Adam, a good friend and old housemate at L’Arche Portland, used to stop me on the random evenings when I happened to be heading out the door instead of staying home for dinner. He would ask, “Parker, where are you going?” I would respond sharing perhaps I was going out for an evening run or to visit a friend. And Adam would always say, “Fine. You’re going to miss dinner!”
Adam could not have been more right. I miss those dinners at L’Arche more than I ever knew I would. Because of unexpected life-events and the current COVID-19 pandemic, it has been almost a year since I have shared a meal with Adam and my other friends at L’Arche. But I am comforted by the ways I continue to feel connected and welcomed to the community, and by the lessons from those years that walk with me almost every day. Rejoicing and lamenting as a community and celebrating differences are themes I now try to emulate in my own home. I live in a small apartment with a small dining table. But as soon as the pandemic allows, I hope this table begins to feel like it has an endless amount of seats.

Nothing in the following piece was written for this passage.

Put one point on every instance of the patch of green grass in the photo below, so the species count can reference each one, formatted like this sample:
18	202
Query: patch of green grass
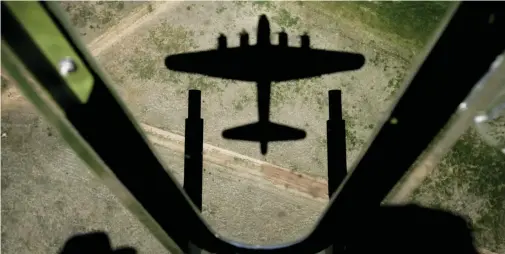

What might a society with a collective spirit of rejoicing and lamenting look like? Is it possible to create a system where everyone feels welcomed and safe? How can we extend the complex tables of our communities, instead of shortening them? These are some questions
from L’Arche that now inform how I exist as a person of faith, a citizen, and a friend.
Let me close by acknowledging that L’Arche is not perfect. We have a lot of work to do as we deepen our commitments to diversity, equity, and inclusion. But it is L’Arche’s awareness of the need for change and dedication to growth that gives me hope for this organization. As we grow together, I hope we will only build a stronger, more inclusive federation. I hope it is one that says, “Come here, sweetheart. Sit down. Sit down.” to anyone looking for a place to call home.